Vitrine: The Great Boom of Doom
Amy Cleary and Danny Frommer
The Great Boom
of Doom is a site-specific collaborative work that is formally derived from the
Vitrine itself, specifically the curve of the windows and its function as a
display space.
Amy and Danny
are interested in display systems, techniques and materials that range from dioramas
that are made by children, models made by architects and mechanical engineers, and
information design for museums. They
are interested in how people represent the past as historical, and try to
present an ideological and sustainable future.
The artists explore
through their own practice how humans relate to nature via their conceptual and
technological frameworks, and how they try to shape, control, and exploit it.
The beauty of the forms that can be derived from these frameworks interests
them, however are also skeptical of their means and ends.
Danny
Frommer makes kinetic work that explores the relationship of humans to
machines; craftwork to mechanical processes. He makes components out of things
that are not normally mechanised in order to make forms that show the humour,
beauty and fallibility of some of our systems of understanding.
Through
relief paintings and sculptural assemblages, Amy Cleary brings together
traditional and non-traditional art making materials and forms – allowing the
materials and forms to speak for themselves and to each other, producing
unexpected outcomes.
Sample: Versus
Agnes So
Versus is two-screen
video installation a depicting the artist in performance with a range of
everyday objects. The actions presented are absurdly choreographed with the
intention of to placing the body in a situation where it starts to replicate
the functions of the object that it is performing with.
These vignettes are simple and inane, but
when framed with the cameraʼs lens, they transform into meditative events that
remind the viewer of the complex visual and physical relationships between
subject, object and viewer.
Agnes So is a
Melbourne-based artist from New Zealand. Her practice is centered on an
interest in the visual and corporeal relationships between subject, object and viewer.

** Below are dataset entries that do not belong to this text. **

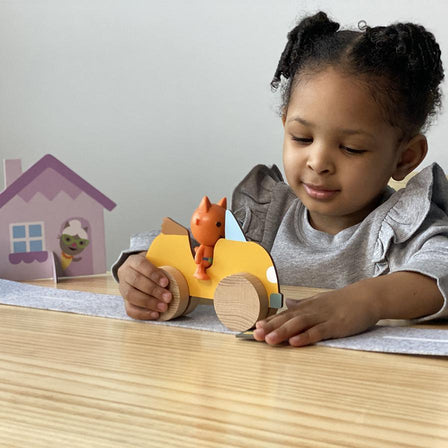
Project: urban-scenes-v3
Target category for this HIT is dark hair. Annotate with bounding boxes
[271,12,444,138]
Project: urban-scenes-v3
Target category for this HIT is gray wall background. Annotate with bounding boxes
[0,0,448,265]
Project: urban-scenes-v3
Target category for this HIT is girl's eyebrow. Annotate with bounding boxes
[287,116,375,139]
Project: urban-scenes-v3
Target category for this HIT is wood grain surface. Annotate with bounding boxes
[0,276,448,448]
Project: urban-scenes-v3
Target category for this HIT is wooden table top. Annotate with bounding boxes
[0,276,448,448]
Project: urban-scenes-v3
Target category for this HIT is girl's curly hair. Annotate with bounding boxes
[271,12,444,138]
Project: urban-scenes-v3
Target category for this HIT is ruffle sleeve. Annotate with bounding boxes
[373,164,448,321]
[232,165,296,251]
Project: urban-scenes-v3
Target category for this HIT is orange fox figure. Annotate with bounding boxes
[190,196,227,280]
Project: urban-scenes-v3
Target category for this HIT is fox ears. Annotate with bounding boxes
[198,196,227,213]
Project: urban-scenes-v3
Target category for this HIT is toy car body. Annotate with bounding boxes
[146,210,283,331]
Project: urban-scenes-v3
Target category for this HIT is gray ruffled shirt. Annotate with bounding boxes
[232,164,448,320]
[112,164,448,321]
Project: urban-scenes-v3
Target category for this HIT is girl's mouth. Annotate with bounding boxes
[303,183,340,200]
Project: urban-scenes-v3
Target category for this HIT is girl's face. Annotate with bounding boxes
[283,68,401,234]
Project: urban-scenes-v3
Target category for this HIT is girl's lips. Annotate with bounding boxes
[303,183,340,200]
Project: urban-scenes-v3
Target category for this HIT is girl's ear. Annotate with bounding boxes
[392,134,428,180]
[282,109,286,127]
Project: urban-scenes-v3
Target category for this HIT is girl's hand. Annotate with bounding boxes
[254,282,379,347]
[117,252,172,320]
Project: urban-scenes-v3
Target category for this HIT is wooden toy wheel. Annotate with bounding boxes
[158,266,190,321]
[213,272,268,331]
[182,297,200,316]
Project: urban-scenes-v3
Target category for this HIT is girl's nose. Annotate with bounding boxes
[307,145,334,174]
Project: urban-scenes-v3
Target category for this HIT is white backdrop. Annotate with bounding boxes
[0,0,448,265]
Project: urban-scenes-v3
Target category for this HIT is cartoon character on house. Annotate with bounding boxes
[59,219,90,271]
[0,154,116,280]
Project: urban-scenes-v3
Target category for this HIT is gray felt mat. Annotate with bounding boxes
[0,279,448,356]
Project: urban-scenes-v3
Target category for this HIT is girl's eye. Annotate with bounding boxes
[292,136,313,143]
[341,146,366,154]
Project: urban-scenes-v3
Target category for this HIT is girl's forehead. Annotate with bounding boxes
[287,68,385,125]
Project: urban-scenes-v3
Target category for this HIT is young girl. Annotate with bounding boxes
[113,12,448,346]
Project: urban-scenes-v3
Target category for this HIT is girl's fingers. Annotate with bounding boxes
[120,281,168,312]
[288,323,331,347]
[264,315,317,345]
[128,269,172,303]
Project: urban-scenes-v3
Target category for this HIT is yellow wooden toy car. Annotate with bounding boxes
[146,210,283,331]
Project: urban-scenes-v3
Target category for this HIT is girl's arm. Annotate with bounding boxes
[254,271,443,346]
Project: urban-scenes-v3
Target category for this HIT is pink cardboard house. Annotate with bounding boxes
[0,154,116,280]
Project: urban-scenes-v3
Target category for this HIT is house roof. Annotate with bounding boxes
[0,154,117,210]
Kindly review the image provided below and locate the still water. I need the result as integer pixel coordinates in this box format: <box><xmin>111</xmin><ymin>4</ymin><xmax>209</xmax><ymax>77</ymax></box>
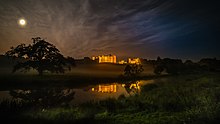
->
<box><xmin>0</xmin><ymin>80</ymin><xmax>154</xmax><ymax>105</ymax></box>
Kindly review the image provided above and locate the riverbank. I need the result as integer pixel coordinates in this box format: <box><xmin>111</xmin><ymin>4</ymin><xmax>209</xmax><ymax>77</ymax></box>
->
<box><xmin>1</xmin><ymin>72</ymin><xmax>220</xmax><ymax>124</ymax></box>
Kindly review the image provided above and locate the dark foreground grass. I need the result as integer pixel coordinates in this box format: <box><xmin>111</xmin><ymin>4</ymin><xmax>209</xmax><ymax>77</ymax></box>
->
<box><xmin>0</xmin><ymin>73</ymin><xmax>220</xmax><ymax>124</ymax></box>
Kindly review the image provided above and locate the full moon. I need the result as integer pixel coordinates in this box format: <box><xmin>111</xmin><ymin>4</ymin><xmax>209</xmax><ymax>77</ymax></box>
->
<box><xmin>18</xmin><ymin>19</ymin><xmax>26</xmax><ymax>26</ymax></box>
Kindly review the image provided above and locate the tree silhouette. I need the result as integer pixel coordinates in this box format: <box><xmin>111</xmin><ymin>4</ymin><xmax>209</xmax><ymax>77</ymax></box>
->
<box><xmin>6</xmin><ymin>37</ymin><xmax>75</xmax><ymax>75</ymax></box>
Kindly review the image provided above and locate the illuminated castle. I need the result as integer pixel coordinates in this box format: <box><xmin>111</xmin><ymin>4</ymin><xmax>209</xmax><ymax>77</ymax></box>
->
<box><xmin>92</xmin><ymin>84</ymin><xmax>117</xmax><ymax>93</ymax></box>
<box><xmin>92</xmin><ymin>54</ymin><xmax>116</xmax><ymax>63</ymax></box>
<box><xmin>128</xmin><ymin>58</ymin><xmax>141</xmax><ymax>64</ymax></box>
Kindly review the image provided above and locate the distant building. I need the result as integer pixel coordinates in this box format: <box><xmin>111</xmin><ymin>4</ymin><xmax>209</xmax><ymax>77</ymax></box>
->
<box><xmin>118</xmin><ymin>60</ymin><xmax>127</xmax><ymax>64</ymax></box>
<box><xmin>128</xmin><ymin>58</ymin><xmax>141</xmax><ymax>64</ymax></box>
<box><xmin>92</xmin><ymin>54</ymin><xmax>116</xmax><ymax>63</ymax></box>
<box><xmin>91</xmin><ymin>84</ymin><xmax>117</xmax><ymax>93</ymax></box>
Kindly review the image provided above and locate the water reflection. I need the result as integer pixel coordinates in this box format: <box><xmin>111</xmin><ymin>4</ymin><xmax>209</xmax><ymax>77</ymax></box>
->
<box><xmin>9</xmin><ymin>88</ymin><xmax>75</xmax><ymax>108</ymax></box>
<box><xmin>0</xmin><ymin>80</ymin><xmax>153</xmax><ymax>105</ymax></box>
<box><xmin>91</xmin><ymin>84</ymin><xmax>117</xmax><ymax>93</ymax></box>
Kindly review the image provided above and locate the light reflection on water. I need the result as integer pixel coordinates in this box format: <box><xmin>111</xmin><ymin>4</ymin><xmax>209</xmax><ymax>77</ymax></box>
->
<box><xmin>0</xmin><ymin>80</ymin><xmax>154</xmax><ymax>106</ymax></box>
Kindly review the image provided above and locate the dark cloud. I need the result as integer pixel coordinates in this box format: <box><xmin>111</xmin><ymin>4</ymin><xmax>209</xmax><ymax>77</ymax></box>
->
<box><xmin>0</xmin><ymin>0</ymin><xmax>220</xmax><ymax>58</ymax></box>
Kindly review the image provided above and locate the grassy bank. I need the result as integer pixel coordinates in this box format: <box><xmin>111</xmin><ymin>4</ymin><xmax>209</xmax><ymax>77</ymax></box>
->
<box><xmin>0</xmin><ymin>73</ymin><xmax>220</xmax><ymax>124</ymax></box>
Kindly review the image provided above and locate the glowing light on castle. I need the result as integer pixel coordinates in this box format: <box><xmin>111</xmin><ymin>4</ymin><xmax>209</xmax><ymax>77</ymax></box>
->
<box><xmin>92</xmin><ymin>54</ymin><xmax>116</xmax><ymax>63</ymax></box>
<box><xmin>92</xmin><ymin>84</ymin><xmax>117</xmax><ymax>93</ymax></box>
<box><xmin>128</xmin><ymin>58</ymin><xmax>141</xmax><ymax>64</ymax></box>
<box><xmin>118</xmin><ymin>60</ymin><xmax>127</xmax><ymax>64</ymax></box>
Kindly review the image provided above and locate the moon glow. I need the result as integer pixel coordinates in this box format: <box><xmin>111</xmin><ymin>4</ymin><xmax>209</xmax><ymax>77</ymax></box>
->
<box><xmin>18</xmin><ymin>19</ymin><xmax>27</xmax><ymax>26</ymax></box>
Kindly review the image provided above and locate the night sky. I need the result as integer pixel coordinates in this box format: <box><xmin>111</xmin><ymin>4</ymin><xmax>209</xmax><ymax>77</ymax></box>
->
<box><xmin>0</xmin><ymin>0</ymin><xmax>220</xmax><ymax>60</ymax></box>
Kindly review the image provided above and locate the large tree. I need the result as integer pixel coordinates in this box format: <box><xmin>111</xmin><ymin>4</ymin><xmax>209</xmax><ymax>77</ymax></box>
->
<box><xmin>6</xmin><ymin>37</ymin><xmax>75</xmax><ymax>75</ymax></box>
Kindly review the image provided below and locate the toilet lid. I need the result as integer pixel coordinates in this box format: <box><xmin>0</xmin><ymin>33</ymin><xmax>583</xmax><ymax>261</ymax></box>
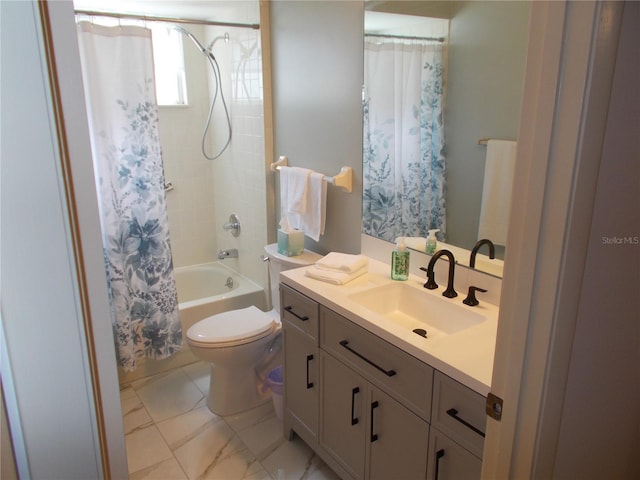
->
<box><xmin>187</xmin><ymin>305</ymin><xmax>277</xmax><ymax>347</ymax></box>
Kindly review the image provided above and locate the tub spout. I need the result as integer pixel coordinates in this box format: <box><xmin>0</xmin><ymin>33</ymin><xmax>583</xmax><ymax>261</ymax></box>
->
<box><xmin>218</xmin><ymin>248</ymin><xmax>238</xmax><ymax>260</ymax></box>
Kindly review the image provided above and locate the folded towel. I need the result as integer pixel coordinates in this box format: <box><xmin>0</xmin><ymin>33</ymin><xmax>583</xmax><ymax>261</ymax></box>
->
<box><xmin>316</xmin><ymin>252</ymin><xmax>369</xmax><ymax>273</ymax></box>
<box><xmin>304</xmin><ymin>265</ymin><xmax>368</xmax><ymax>285</ymax></box>
<box><xmin>478</xmin><ymin>140</ymin><xmax>517</xmax><ymax>245</ymax></box>
<box><xmin>280</xmin><ymin>167</ymin><xmax>312</xmax><ymax>214</ymax></box>
<box><xmin>289</xmin><ymin>172</ymin><xmax>327</xmax><ymax>242</ymax></box>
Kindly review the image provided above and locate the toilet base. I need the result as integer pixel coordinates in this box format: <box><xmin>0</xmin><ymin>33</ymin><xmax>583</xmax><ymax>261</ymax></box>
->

After graduating with a Master of Fine Art from RMIT University in 2011, she
has exhibited both locally and internationally. Recent
projects include Dances with Things at
SEVENTH, Melbourne, Thingification at
RM Gallery and Projects, Auckland, Perception
Wave at the Waitakaruru Sculpture Park, Waikato, Blindside Summer Studio 2012, Blindside Gallery, Melbourne and trololol at TCB Art Inc, Melbourne.